Am Anfang der vergangenen Dekade geisterte das geflügelte Wort vom peinlichsten Lieblingsstück durch die Reihen der Spex-Leser und anderer musikbegeisterter Kopfmenschen im Allgemeinen. Zuerst lag Nena mit 99 Luftballons und dem Pirat-sein-lassen in den Ohren, später sprang man zwischen flotten Stock/Aitken/Waterman-Nummern und diversen WM-geprüften Nationalhymnen im intimsten Geschmacksurteil umher. Die Pet Shop Boys haben dabei die meisten vergessen, wohl auch, weil sie mit ihren Songs weiter gegangen sind, von der Peripherie der ästhetischen Distanz ins Zentrum des kollektiven Unterbewußten.

Wie Yesterday oder Angie oder Beatles/Stones-Songs im Allgemeinen summt das erinnernde Ohr ihre Lieder vor sich hin in stillen Stunden wie auch im Trubel des verkaufsoffenen ersten Samstag im Monat, den ihre Melodien streßfrei gestalten.
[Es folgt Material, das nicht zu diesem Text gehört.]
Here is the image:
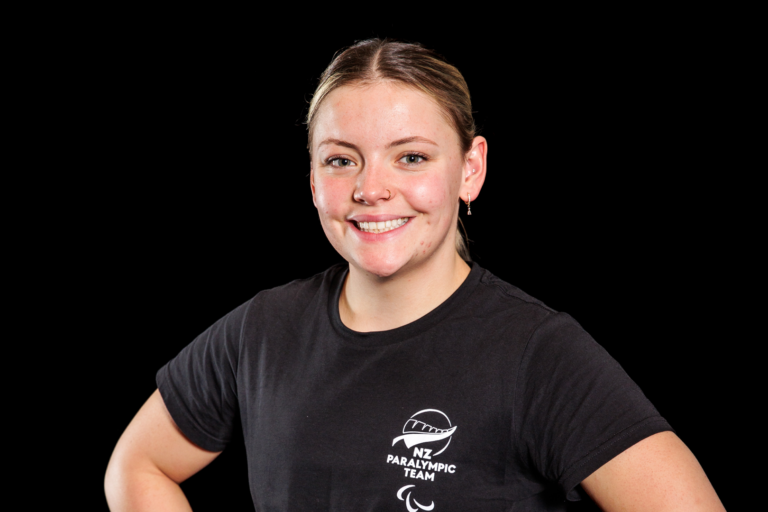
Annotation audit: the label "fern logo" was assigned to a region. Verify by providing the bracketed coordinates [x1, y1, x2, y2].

Dort wo konsumiert wird, schaffen die Pet Shop Boys den verbindenden Soundtrack dazu. Als Stimulanz bei Marks & Spencer, im Kaiser's Drugstore oder mit permanentem Beat im Schuhgeschäft an der Kantstraße. Kaufhausmusik als Hymne an das Leben. Die Biografie des Hitduos ist angefüllt mit der Einsicht, daß der Gebrauchswert lebenswert ist. »Shopping«, ob in Japan oder auf der Carnaby Street, die Pet Shops haben überall den Konsum zu lieben gewußt.
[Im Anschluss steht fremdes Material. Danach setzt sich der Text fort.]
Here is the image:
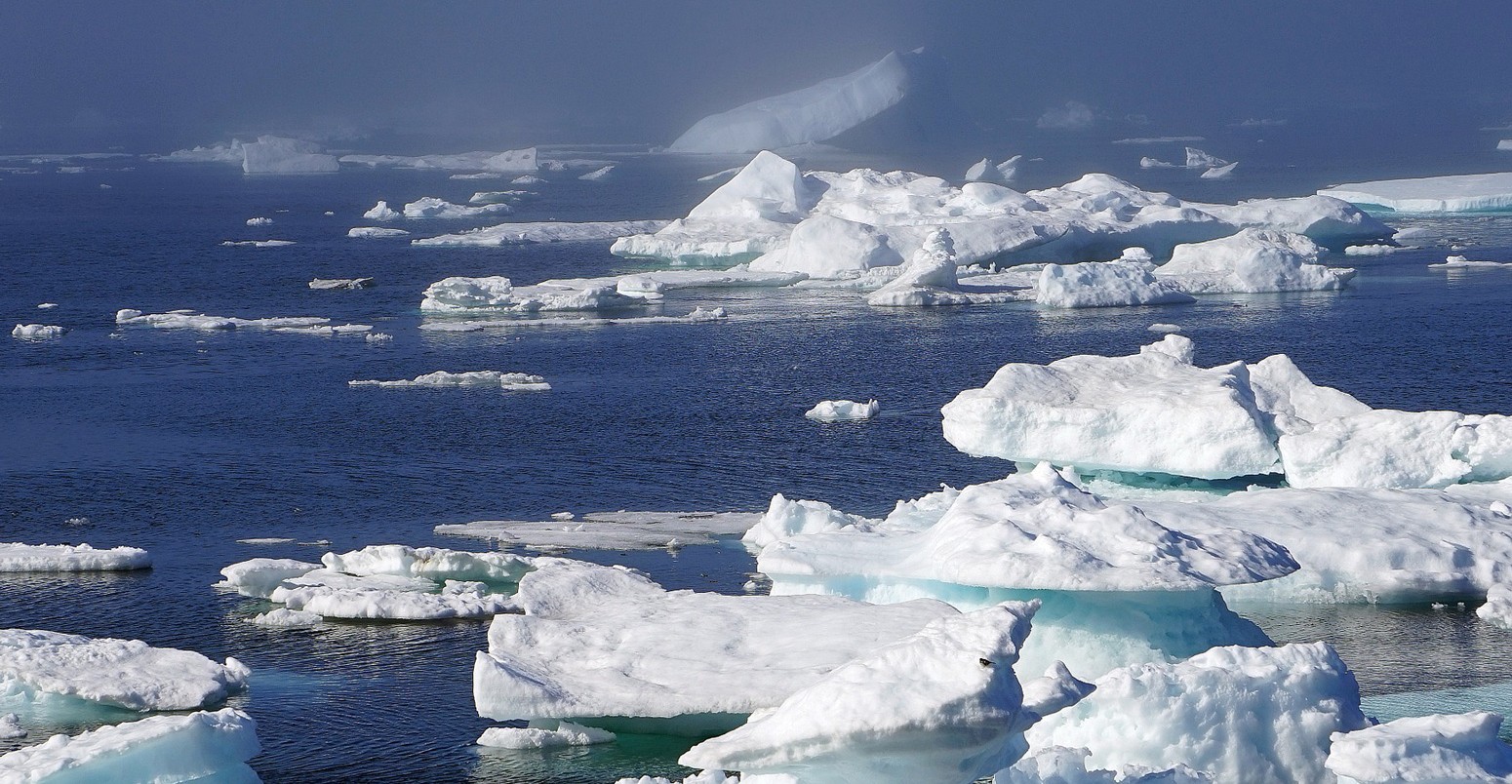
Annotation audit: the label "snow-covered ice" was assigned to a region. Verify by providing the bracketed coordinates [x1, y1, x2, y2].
[346, 371, 552, 391]
[1328, 712, 1512, 784]
[1028, 642, 1367, 784]
[0, 709, 261, 784]
[0, 628, 250, 710]
[435, 511, 761, 550]
[0, 542, 153, 572]
[1319, 173, 1512, 213]
[803, 401, 882, 421]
Man kann sie auch nachts genießen, vorrangig vor Jahren schon in Schwulendiscos Off-Broadway und den gängigen Treffs an der Tottenham Court Road. Damals sangen sie von East-End Girls und West-End Boys, für die noch alles schnell und vergänglich erschien und eine aufgetrennte Pulsader zum Life-style gehörte. Dann fanden Neil Tennant und Nick Lowe zum ewigen Warenfluß (dem, der außer der Liebe fließt) und tauschten im Stück »Rent« Liebe gegen Wohnung, zumindest für deren Finanzierung — »I love you and you pay my rent«. Damit wurden sie ersteinmal weltweit berühmt, es lohnt kaum, die Namen der Lieder zu wiederholen, jeder mögen sich an sein Gesummtes erinnern.

Selbst das Altern ist ihnen im Gegensatz zu anderem Popvolk gestattet. Die Texte, die Neil Tennant zartstimmig in unnachahmlichem anglizistischen Englisch, nein Britisch auf den vergangenen zwei beiden Platten verkündet, zeugen davon. Sie sind so groß, so schön, so wahr und so ähem reif geworden, daß zwischen mancher leicht dahingeworfenen Melodie und dem Lauf einer Gesangszeile eine Welt offenliegt, wie sie sonst nicht der Pop-Art zugetraut wird: »as an indication/ change the dedication/ from revolution/ to revelation«. Umbenennen, den Revolutionsepos durch eine Träumerei austauschen, der Song »My October Symphony« stellt Schostakowitsch vom Kopf der Kultur mit beiden Beinen ins Leben zurück, und sei es nur für sechs Minuten Popewigkeit, amen. Vom Kitsch zur Kunst und wieder zurück sind wohl nicht viele bisher gereist. Momentan sind die Pet Shop Boys auf Tournee. Harald

Die Pet Shop Boys spielen um 20.00 Uhr in der Deutschlandhalle.